The most plausible reason people can become obese without insulin resistance may rest in their capacity to store caloric excesses in subcutaneous fat depots rather than in the visceral region or in organs such as the liver and muscle.3 There is another paradox worth noting: the impact of cardiorespiratory fitness on cardiovascular and all-cause mortality in obese subjects, which underscores the concept that fitness, rather than BMI, determines a favorable outcome. A recent study of the “fit and fat” phenomenon from the Aerobics Center Longitudinal Study (ACLS) assessed fitness by maximal treadmill testing, along with BMI and percentage of body fat in 43,265 subjects.4 The follow-up for mortality was 14 years and 8 years for nonfatal cardiovascular events. Subjects were classified as obese based on BMI (13% of the

cohort) and percentage body fat (20% of the cohort), and were considered “metabolically healthy” if they had ≤1 metabolic syndrome criterion. Of all the obese subjects, 31% of the “BMI-obese” group and 46% of the “percentage body fat-obese” group were metabolically healthy. Overall, these metabolically normal subjects had higher levels of cardiorespiratory fitness than the metabolically abnormal obese subjects, and had 30% to 50% lower all-cause mortality and fatal/nonfatal cardiovascular events. It should be noted that all the participants in the ACLS are self-referred, and that the majority of these people were not obese, contrary to the general US population. As a result, the conclusion that one’s level of fitness, not BMI, determines disease outcome needs further confirmation.
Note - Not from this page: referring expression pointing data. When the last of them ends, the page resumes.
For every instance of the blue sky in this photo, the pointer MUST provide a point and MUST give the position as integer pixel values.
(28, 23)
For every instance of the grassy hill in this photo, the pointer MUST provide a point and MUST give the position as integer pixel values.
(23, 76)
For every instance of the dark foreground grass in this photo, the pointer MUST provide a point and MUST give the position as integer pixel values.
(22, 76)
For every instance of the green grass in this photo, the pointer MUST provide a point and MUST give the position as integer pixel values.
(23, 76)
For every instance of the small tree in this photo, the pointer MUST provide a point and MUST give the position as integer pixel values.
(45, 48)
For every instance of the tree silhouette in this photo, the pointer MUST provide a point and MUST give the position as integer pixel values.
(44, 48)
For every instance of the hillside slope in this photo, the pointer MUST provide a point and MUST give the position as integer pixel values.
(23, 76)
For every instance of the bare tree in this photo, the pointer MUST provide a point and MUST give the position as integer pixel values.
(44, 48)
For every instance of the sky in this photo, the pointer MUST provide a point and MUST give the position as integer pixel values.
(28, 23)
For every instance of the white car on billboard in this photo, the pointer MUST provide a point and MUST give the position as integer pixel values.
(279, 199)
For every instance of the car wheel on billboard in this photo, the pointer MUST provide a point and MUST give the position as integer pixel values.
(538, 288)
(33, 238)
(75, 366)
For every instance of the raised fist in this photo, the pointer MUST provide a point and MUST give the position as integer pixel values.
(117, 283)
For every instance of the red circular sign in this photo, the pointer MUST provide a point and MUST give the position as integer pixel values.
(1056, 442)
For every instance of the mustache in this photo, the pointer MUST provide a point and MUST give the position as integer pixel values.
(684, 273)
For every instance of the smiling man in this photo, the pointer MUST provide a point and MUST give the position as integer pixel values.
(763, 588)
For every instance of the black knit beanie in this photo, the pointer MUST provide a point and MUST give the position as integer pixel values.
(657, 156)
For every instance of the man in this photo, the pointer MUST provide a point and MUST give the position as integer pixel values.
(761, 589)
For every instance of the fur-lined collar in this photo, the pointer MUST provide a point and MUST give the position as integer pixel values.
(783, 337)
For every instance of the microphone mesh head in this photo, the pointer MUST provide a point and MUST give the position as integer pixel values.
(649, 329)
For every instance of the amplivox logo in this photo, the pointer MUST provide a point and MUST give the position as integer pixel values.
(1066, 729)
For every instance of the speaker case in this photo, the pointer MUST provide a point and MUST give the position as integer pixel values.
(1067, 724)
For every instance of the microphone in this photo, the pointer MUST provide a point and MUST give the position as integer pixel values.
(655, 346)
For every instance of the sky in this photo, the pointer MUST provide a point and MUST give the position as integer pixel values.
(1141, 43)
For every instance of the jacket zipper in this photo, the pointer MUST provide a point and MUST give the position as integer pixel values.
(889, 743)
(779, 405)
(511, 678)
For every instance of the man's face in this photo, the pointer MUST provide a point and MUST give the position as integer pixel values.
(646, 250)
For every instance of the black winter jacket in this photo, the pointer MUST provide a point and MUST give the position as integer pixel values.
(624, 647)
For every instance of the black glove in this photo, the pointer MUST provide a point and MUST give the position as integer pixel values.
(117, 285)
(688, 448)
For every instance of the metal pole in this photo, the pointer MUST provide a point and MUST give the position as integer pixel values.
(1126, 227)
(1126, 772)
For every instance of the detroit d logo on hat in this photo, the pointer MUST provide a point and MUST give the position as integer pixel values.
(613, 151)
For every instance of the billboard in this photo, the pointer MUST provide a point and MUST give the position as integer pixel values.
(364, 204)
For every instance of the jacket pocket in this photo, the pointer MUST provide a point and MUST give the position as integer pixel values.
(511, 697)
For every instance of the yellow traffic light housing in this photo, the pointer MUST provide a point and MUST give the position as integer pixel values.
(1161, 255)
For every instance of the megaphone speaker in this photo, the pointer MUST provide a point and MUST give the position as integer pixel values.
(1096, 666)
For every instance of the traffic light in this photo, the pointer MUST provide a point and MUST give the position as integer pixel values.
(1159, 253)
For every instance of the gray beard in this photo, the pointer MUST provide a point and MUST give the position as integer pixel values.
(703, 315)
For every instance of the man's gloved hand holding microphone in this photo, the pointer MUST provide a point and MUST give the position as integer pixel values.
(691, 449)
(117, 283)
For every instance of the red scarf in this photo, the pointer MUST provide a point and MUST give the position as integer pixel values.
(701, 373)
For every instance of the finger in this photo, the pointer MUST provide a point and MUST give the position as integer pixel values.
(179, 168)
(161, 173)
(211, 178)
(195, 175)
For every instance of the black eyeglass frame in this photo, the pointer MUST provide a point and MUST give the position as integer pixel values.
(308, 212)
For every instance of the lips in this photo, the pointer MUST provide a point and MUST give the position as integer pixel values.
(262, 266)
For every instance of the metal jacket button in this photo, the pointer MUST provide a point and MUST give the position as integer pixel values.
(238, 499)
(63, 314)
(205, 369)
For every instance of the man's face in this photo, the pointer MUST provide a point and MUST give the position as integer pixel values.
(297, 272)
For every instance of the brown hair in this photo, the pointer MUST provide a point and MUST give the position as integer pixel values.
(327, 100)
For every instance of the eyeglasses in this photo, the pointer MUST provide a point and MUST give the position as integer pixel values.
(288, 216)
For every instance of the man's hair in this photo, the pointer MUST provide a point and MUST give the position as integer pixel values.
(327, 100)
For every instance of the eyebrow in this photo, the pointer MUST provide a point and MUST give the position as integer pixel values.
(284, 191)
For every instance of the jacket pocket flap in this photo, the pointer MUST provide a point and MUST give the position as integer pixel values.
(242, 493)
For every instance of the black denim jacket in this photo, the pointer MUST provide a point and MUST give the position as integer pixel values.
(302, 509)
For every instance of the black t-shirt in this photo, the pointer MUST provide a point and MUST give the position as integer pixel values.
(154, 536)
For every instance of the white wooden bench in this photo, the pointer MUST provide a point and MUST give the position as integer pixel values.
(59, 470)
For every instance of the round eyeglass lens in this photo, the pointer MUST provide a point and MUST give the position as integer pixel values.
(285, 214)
It should be noted that the studies cited here evaluated people with BMI <45. As a result, it cannot be assumed that stage 3 obese patients (BMI >45) experience any of these “paradoxes.” With that said, these studies—plus prior evidence&mdash; permit the following conclusions about the obesity paradox to be made:

1. A higher BMI (30-40) in people with chronic disease is good and weight loss for them would not only be a bad sign, it would not be a recommended therapy, either.

2. Not all obese people are metabolically abnormal and therefore they may not have higher incidences of diabetes and hypertension.

3. Higher levels of cardiorespiratory fitness in obese subjects may be associated with better cardiometabolic status and a lower mortality, regardless of their BMI.

References

1. Neeland IJ, Turer AT, Ayers CR, et al. Dysfunctional adiposity and the risk of prediabetes and type 2 diabetes in obese adults. JAMA. 2012;308:1150-1159.

2. Wildman RP, Munter P, Reynolds K, et al. The obese without cardiometabolic risk factor clustering and the normal weight with cardiometabolic risk factor clustering: prevalence and correlates of 2 phenotypes among the US populations. (NHANES 1999-2004). Arch Intern Med. 2008;168:1617-1624.

3. Bluher M. The distinction of metabolically healthy from unhealthy obese individuals. Curr Opin Lipidol. 2010;21:38-43.

4. Ortega FB, Lee DC, Katzmarzyk PT, et al. The intriguing metabolically healthy but obese phenotype: cardiovascular prognosis and the role of fitness. Eur Heart J. 2012; doi:10.1093/euroheartj174.